What happened
Security researchers have uncovered malicious PHP packages on the Packagist repository that masquerade as helpful Laravel utilities but install a persistent remote access trojan (RAT) when included as dependencies.
Who is affected
Developers and organizations using Laravel who have installed nhattuanbl/lara-helper, nhattuanbl/simple-queue, or nhattuanbl/lara-swagger in their applications are at risk, as these packages either contain or pull in the RAT payload.
Why CISOs should care
This incident represents a software supply chain compromise where trusted package repositories are leveraged to deliver malware. A successful install gives attackers full remote control over affected hosts, access to environment variables (including credentials), and persistence across platforms (Windows, macOS, Linux), posing a severe operational and data security risk.Â
3 practical actions
- Audit dependencies: Immediately scan Laravel projects for the identified malicious packages and any transitive dependencies that may pull them in, removing them from codebases and build pipelines.

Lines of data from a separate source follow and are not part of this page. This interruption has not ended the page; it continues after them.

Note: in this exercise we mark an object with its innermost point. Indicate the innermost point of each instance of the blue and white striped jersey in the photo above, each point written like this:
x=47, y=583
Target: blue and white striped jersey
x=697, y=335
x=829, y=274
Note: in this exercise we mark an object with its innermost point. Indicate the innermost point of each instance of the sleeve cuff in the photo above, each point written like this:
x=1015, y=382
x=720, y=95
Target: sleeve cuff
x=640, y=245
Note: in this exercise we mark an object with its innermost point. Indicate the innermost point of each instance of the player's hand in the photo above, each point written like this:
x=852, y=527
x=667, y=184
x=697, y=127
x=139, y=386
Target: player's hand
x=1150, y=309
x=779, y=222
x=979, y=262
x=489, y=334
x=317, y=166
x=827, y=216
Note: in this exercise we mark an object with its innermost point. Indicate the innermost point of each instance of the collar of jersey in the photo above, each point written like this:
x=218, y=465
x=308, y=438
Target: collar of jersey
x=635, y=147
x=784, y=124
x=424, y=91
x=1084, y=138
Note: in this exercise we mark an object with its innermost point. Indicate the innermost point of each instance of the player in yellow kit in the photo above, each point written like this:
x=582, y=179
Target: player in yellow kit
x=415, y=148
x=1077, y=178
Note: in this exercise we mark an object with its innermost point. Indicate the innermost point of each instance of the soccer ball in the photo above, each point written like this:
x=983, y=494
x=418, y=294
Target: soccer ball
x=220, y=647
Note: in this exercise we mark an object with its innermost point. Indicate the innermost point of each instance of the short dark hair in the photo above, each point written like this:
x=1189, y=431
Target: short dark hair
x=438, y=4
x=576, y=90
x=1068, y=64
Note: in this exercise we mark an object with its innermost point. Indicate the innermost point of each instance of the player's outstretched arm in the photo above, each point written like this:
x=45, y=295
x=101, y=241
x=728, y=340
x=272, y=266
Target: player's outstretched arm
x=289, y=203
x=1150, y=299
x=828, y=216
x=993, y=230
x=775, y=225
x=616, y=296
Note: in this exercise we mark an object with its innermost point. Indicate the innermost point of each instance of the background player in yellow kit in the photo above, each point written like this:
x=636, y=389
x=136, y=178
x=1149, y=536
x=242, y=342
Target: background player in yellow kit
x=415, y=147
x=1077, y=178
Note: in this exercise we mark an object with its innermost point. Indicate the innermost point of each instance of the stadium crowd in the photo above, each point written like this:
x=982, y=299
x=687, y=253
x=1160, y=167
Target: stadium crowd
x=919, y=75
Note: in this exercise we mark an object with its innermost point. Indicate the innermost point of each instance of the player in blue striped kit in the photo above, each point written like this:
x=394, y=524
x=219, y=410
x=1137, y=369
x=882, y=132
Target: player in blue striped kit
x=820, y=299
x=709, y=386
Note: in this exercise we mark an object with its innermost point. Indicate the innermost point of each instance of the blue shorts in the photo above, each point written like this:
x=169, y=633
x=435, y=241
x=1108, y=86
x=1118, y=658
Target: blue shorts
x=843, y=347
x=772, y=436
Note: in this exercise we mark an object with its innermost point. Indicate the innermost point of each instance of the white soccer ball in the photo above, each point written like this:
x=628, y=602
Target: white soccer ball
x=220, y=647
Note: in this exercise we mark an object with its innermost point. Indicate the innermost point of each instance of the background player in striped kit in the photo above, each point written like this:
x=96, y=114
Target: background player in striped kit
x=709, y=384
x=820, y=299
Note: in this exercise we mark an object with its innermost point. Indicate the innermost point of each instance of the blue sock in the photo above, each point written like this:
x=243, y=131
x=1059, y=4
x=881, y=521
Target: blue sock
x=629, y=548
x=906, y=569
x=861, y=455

- Assume compromise & remediate: For systems that installed the packages, treat them as compromised; rotate all secrets (API keys, database credentials, .env variables) and review network logs for outbound connections to suspicious command-and-control domains.
- Improve supply chain controls: Enforce strict package vetting in CI/CD workflows, avoid unpinned dev-master dependencies in production, and integrate automated security scanning tools to catch malicious or obfuscated code before it reaches production.